- Born: June 19, 1915
- Died: June 7, 1993 (aged 77) Hoboken, New Jersey, U.S.
- Political party: Workers World Party, Socialist Workers Party
- Movement: Communism

= Vincent Copeland =

American actor (1915–1993)

Vincent Copeland (June 19, 1915 – June 7, 1993) was an American actor, labor official, writer, and political activist. A communist, Copeland was an actor during the 1930s but soon turned to political activism. Turning to industrial labor, Copeland was a welder, grievance officer, and editor of his unions' newspaper at the Bethlehem Steel plant in Lackawanna, New York. He "opposed the company's practice of denying black furnace workers better jobs by hiring outsiders to fill them" and 16,000 workers walked off the job in a wildcat strike. Copeland, however, was not rehired.

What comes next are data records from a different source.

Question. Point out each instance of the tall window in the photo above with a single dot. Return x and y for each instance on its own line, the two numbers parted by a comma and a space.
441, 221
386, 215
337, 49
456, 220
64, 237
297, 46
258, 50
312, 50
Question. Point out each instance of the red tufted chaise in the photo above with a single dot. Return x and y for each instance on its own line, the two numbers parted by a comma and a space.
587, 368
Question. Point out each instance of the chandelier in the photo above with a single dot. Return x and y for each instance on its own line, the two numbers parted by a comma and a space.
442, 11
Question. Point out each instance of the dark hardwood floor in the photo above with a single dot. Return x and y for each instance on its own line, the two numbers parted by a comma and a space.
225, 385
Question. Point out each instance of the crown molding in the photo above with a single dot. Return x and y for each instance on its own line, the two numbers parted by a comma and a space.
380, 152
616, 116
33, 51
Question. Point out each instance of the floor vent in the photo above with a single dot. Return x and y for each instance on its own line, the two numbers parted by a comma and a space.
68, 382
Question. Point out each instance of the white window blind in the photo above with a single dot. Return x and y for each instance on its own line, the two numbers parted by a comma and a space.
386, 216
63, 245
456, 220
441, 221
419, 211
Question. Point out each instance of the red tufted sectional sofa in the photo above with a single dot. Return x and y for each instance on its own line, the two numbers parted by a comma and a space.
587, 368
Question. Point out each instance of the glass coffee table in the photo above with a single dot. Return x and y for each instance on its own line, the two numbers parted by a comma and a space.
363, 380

A member of the Trotskyist Socialist Workers Party (SWP), Copeland, Sam Marcy and others formed a faction which eventually left the party in 1958. A year later, Copeland became a founding member of Workers World Party (WWP). He was the founding editor of the party's newspaper, the eponymously named Workers World.

During the 1960s, he was a board member of National Mobilization Committee to End the War in Vietnam, a major coordinating organization for mass protests against United States involvement in the Vietnam War. Copeland was a long-time resident of Jersey City, New Jersey, where he edited the Community Voice newspaper from 1985–1988.

Copeland married fellow communist Elizabeth 'Libby' Ross in 1940. Ross died in 1989. He had two step-children, one of whom, Deirdre Griswold, was Workers World's nominee for president in 1980. He died on June 7, 1993, at his home in Hoboken, New Jersey.